In recent years, there has been a growing interest in applying ANNs to petroleum engineering. ANNs in the oil and gas industry are based on supervised training algorithms that have the potential for solving many of the challenging and complex problems in the oil and gas industry2. Previously, some of the studies done on the applications of neural networks have been in reservoir characterization, field development, two-phase flow in pipes, and identification of well test interpretation models, completion analysis, formation damage prediction, permeability prediction and fractured reservoirs.
A rapid and an effective reservoir simulation model was built based on limited information. 3D seismic impedance, two exploratory wells' log interpretation, a core data, and a well test consisting of an isochronal test and, several months later, an extended flow followed by long build up test were basic available data for this field. The main objective of this study is to estimate recoverable reserve with or without hydraulic fracturing in Mulichinco formation at the Paso Del Indio Field.

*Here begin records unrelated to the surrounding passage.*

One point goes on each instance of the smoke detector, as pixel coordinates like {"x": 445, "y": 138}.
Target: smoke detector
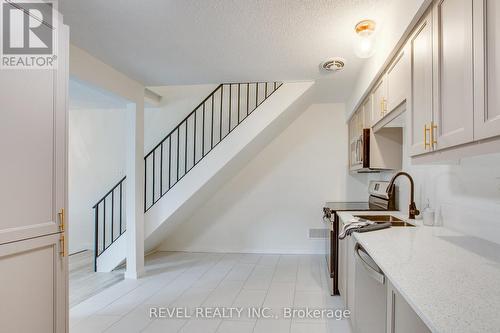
{"x": 333, "y": 65}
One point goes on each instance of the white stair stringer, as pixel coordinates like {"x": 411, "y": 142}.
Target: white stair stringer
{"x": 113, "y": 256}
{"x": 226, "y": 159}
{"x": 266, "y": 122}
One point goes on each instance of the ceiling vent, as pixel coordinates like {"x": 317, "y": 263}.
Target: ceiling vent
{"x": 333, "y": 65}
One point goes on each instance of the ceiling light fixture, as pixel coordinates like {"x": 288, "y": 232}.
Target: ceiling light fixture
{"x": 364, "y": 45}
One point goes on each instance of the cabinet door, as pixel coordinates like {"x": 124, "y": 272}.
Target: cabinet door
{"x": 400, "y": 316}
{"x": 487, "y": 69}
{"x": 398, "y": 77}
{"x": 379, "y": 101}
{"x": 420, "y": 47}
{"x": 453, "y": 65}
{"x": 342, "y": 269}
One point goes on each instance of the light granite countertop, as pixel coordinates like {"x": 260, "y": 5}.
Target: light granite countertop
{"x": 451, "y": 280}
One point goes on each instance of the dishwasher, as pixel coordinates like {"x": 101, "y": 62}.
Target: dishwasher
{"x": 370, "y": 295}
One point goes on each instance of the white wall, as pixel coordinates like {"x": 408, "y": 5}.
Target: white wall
{"x": 177, "y": 103}
{"x": 97, "y": 155}
{"x": 273, "y": 201}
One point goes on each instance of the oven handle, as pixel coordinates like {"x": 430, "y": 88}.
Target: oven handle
{"x": 377, "y": 275}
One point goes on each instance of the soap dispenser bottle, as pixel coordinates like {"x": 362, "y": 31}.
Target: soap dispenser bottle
{"x": 428, "y": 214}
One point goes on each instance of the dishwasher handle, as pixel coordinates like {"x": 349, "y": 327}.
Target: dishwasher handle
{"x": 375, "y": 274}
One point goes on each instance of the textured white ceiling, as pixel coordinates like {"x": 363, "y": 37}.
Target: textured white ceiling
{"x": 166, "y": 42}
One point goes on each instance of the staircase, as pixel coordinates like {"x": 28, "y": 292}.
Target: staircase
{"x": 217, "y": 136}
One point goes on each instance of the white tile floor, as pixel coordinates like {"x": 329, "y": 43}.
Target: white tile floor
{"x": 190, "y": 280}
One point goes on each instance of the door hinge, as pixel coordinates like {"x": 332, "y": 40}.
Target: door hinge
{"x": 62, "y": 241}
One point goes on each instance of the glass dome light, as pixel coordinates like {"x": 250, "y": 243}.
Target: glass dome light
{"x": 364, "y": 44}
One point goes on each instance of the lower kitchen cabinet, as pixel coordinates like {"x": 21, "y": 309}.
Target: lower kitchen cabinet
{"x": 400, "y": 316}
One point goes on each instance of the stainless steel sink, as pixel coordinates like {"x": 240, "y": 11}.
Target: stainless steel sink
{"x": 395, "y": 222}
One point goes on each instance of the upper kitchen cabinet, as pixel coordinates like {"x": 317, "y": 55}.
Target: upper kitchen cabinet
{"x": 487, "y": 68}
{"x": 397, "y": 78}
{"x": 379, "y": 101}
{"x": 421, "y": 58}
{"x": 453, "y": 117}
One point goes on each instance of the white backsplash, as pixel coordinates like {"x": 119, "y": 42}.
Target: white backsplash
{"x": 466, "y": 193}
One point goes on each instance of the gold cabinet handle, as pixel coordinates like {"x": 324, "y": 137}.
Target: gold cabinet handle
{"x": 426, "y": 144}
{"x": 433, "y": 138}
{"x": 62, "y": 241}
{"x": 61, "y": 219}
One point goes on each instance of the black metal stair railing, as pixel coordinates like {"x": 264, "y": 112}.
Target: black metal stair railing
{"x": 182, "y": 149}
{"x": 108, "y": 219}
{"x": 199, "y": 133}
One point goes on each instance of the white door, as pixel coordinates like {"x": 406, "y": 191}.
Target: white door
{"x": 33, "y": 279}
{"x": 453, "y": 63}
{"x": 487, "y": 69}
{"x": 368, "y": 111}
{"x": 420, "y": 118}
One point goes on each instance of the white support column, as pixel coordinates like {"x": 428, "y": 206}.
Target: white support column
{"x": 135, "y": 191}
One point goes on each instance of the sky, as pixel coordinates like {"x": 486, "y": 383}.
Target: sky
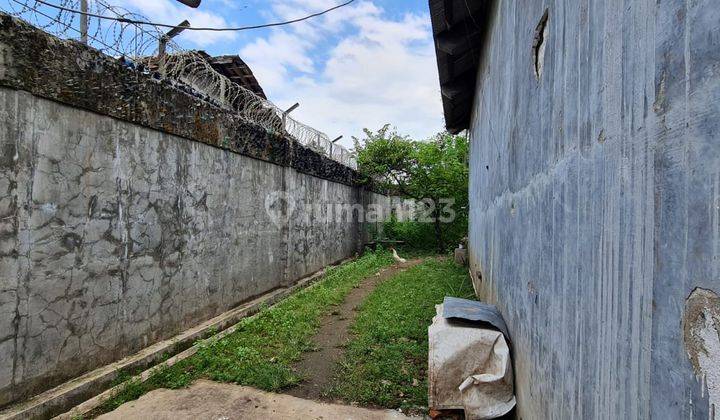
{"x": 361, "y": 66}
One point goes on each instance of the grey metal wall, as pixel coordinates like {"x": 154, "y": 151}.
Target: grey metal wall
{"x": 595, "y": 203}
{"x": 114, "y": 236}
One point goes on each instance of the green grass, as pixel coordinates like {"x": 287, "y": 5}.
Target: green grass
{"x": 386, "y": 361}
{"x": 261, "y": 352}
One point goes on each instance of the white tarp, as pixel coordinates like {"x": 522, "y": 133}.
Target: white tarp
{"x": 469, "y": 368}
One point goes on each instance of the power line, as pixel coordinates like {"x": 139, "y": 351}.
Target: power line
{"x": 164, "y": 25}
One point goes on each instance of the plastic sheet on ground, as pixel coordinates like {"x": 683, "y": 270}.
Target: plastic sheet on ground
{"x": 469, "y": 368}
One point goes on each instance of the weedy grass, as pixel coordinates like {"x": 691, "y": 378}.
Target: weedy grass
{"x": 262, "y": 350}
{"x": 385, "y": 363}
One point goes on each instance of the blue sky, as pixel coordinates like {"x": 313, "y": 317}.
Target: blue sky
{"x": 363, "y": 65}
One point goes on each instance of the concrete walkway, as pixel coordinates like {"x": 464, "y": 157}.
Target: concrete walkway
{"x": 216, "y": 401}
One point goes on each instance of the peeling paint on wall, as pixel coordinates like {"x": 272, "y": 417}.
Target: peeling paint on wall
{"x": 701, "y": 334}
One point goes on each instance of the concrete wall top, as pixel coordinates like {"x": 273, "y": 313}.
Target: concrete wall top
{"x": 74, "y": 74}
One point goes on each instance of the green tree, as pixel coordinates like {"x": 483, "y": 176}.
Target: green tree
{"x": 434, "y": 172}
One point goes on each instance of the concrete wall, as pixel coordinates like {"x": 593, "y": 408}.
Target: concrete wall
{"x": 120, "y": 226}
{"x": 595, "y": 204}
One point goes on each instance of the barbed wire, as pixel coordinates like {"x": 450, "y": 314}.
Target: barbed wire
{"x": 137, "y": 46}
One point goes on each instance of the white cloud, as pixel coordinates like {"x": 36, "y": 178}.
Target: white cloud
{"x": 373, "y": 71}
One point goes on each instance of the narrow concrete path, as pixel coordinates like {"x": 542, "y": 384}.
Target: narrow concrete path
{"x": 219, "y": 401}
{"x": 216, "y": 401}
{"x": 318, "y": 366}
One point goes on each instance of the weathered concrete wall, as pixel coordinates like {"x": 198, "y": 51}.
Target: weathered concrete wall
{"x": 595, "y": 194}
{"x": 115, "y": 236}
{"x": 125, "y": 221}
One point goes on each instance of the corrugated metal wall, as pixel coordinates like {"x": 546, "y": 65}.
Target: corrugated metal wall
{"x": 595, "y": 200}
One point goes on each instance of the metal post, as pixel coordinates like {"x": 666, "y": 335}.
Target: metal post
{"x": 332, "y": 144}
{"x": 164, "y": 39}
{"x": 83, "y": 22}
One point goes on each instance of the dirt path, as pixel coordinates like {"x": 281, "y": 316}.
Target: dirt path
{"x": 216, "y": 401}
{"x": 318, "y": 366}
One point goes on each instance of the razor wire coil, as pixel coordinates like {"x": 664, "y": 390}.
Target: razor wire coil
{"x": 137, "y": 46}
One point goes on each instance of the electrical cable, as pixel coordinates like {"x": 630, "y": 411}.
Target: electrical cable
{"x": 164, "y": 25}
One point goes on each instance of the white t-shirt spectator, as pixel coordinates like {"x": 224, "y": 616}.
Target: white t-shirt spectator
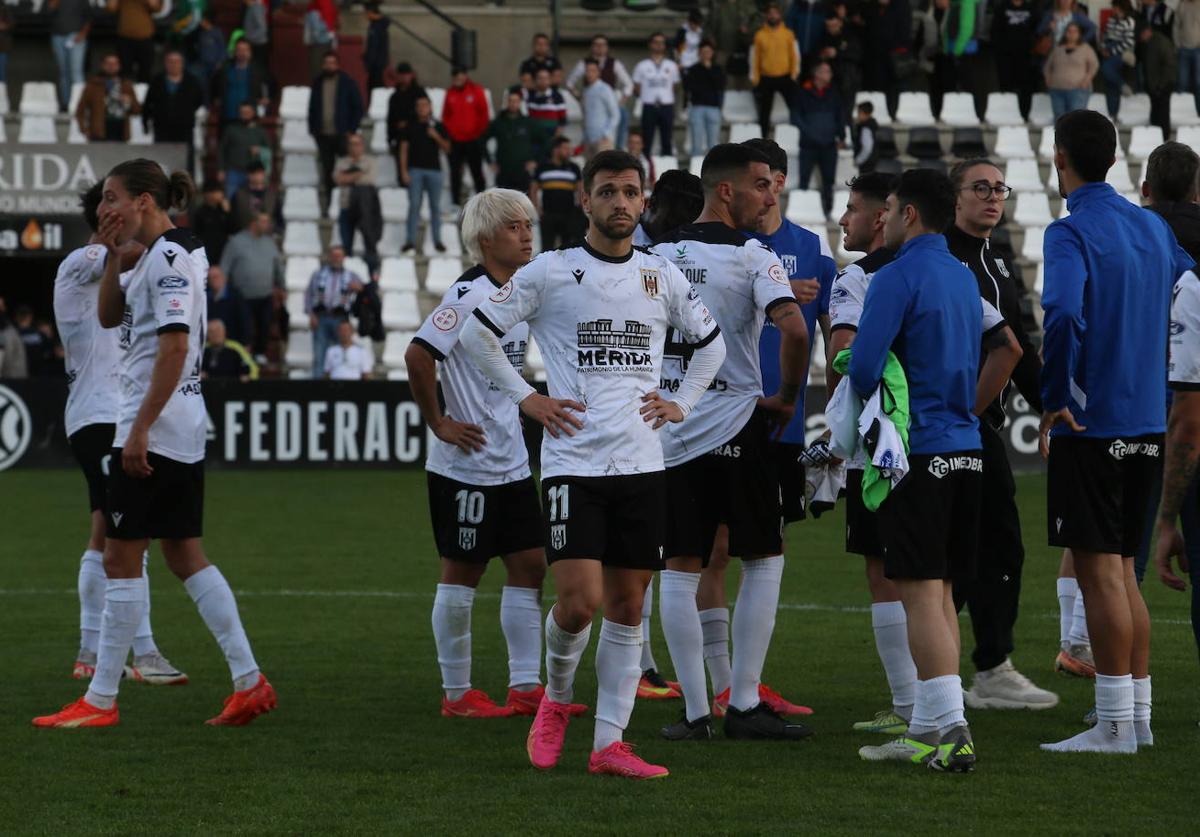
{"x": 349, "y": 363}
{"x": 657, "y": 80}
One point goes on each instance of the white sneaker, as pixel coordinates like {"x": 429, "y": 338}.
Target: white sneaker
{"x": 156, "y": 670}
{"x": 1005, "y": 687}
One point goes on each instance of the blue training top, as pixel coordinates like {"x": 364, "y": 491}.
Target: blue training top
{"x": 801, "y": 253}
{"x": 924, "y": 306}
{"x": 1109, "y": 272}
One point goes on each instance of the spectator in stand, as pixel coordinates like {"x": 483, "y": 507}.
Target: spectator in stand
{"x": 654, "y": 79}
{"x": 335, "y": 109}
{"x": 12, "y": 349}
{"x": 1013, "y": 37}
{"x": 257, "y": 196}
{"x": 805, "y": 18}
{"x": 255, "y": 266}
{"x": 1159, "y": 74}
{"x": 546, "y": 104}
{"x": 107, "y": 103}
{"x": 135, "y": 35}
{"x": 688, "y": 40}
{"x": 376, "y": 52}
{"x": 774, "y": 67}
{"x": 359, "y": 200}
{"x": 821, "y": 119}
{"x": 172, "y": 102}
{"x": 1116, "y": 50}
{"x": 243, "y": 143}
{"x": 519, "y": 140}
{"x": 1069, "y": 71}
{"x": 319, "y": 32}
{"x": 541, "y": 59}
{"x": 556, "y": 193}
{"x": 213, "y": 221}
{"x": 613, "y": 73}
{"x": 1187, "y": 38}
{"x": 402, "y": 104}
{"x": 227, "y": 303}
{"x": 257, "y": 31}
{"x": 601, "y": 110}
{"x": 863, "y": 132}
{"x": 221, "y": 360}
{"x": 732, "y": 25}
{"x": 465, "y": 116}
{"x": 705, "y": 85}
{"x": 70, "y": 28}
{"x": 347, "y": 360}
{"x": 421, "y": 146}
{"x": 240, "y": 80}
{"x": 328, "y": 302}
{"x": 843, "y": 48}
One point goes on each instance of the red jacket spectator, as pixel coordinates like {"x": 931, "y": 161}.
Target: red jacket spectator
{"x": 465, "y": 113}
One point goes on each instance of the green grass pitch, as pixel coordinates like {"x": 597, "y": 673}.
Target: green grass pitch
{"x": 335, "y": 574}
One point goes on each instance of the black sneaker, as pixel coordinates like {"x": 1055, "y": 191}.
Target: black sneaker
{"x": 701, "y": 729}
{"x": 762, "y": 722}
{"x": 955, "y": 752}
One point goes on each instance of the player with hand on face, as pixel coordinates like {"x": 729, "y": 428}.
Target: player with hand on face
{"x": 600, "y": 313}
{"x": 156, "y": 480}
{"x": 483, "y": 498}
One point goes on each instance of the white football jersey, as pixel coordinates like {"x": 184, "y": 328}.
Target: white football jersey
{"x": 93, "y": 353}
{"x": 850, "y": 293}
{"x": 469, "y": 396}
{"x": 163, "y": 293}
{"x": 601, "y": 323}
{"x": 739, "y": 279}
{"x": 1183, "y": 371}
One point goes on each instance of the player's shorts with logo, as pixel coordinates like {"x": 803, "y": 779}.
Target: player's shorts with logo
{"x": 1097, "y": 491}
{"x": 613, "y": 519}
{"x": 168, "y": 504}
{"x": 862, "y": 524}
{"x": 737, "y": 485}
{"x": 929, "y": 524}
{"x": 477, "y": 523}
{"x": 91, "y": 445}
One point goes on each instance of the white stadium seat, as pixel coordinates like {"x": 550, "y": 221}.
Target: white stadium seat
{"x": 1013, "y": 142}
{"x": 915, "y": 109}
{"x": 1032, "y": 209}
{"x": 958, "y": 110}
{"x": 1003, "y": 109}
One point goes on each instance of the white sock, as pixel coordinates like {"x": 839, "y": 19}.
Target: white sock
{"x": 1141, "y": 706}
{"x": 754, "y": 621}
{"x": 945, "y": 700}
{"x": 521, "y": 622}
{"x": 714, "y": 624}
{"x": 143, "y": 640}
{"x": 451, "y": 634}
{"x": 617, "y": 675}
{"x": 123, "y": 612}
{"x": 1068, "y": 588}
{"x": 891, "y": 625}
{"x": 647, "y": 609}
{"x": 563, "y": 652}
{"x": 1079, "y": 622}
{"x": 923, "y": 720}
{"x": 1114, "y": 730}
{"x": 685, "y": 637}
{"x": 219, "y": 609}
{"x": 91, "y": 584}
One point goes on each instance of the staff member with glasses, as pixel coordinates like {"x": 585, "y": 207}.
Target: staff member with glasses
{"x": 993, "y": 597}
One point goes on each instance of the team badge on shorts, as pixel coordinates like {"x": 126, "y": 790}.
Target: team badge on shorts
{"x": 651, "y": 282}
{"x": 466, "y": 537}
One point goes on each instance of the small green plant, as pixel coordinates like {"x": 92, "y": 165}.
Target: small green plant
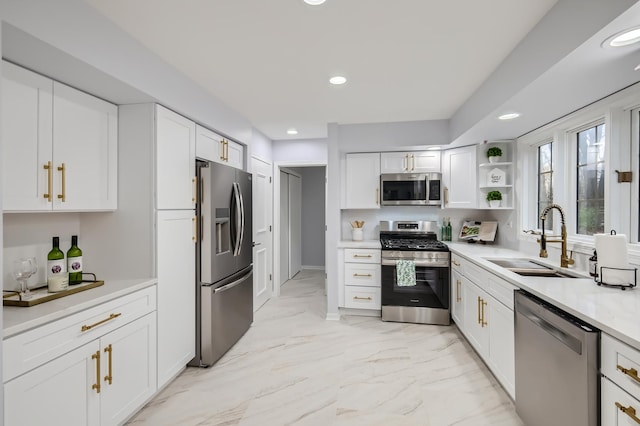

Material balance and decline curve analyses have important limitations to estimate ultimate recoverable reserves in the tight gas reservoirs. Well types that are derived from the conceptual simulation models do not reflect the effective drainage area or permeability heterogeneity in the field. A representative permeability in well spacing area should be averaged harmonically or geometrically. In order to estimate the ultimate recoverable reserves in the tight gas reservoirs, permeability heterogeneity or the effective available drainage area to hydraulic fractures should be simulated effectively. Relatively small changes in permeability can results in unsuccessful fracture design and in uneconomical flow rates.
A very quick and effective simple reservoir simulation model was established to estimate recoverable reserves rather than using conventional volumetric, material balance, and decline curve analysis in tight gas reservoirs. Not having any production histories, well test information was used very successfully as history matching information to validate the geological, petrophysical, and PVT models.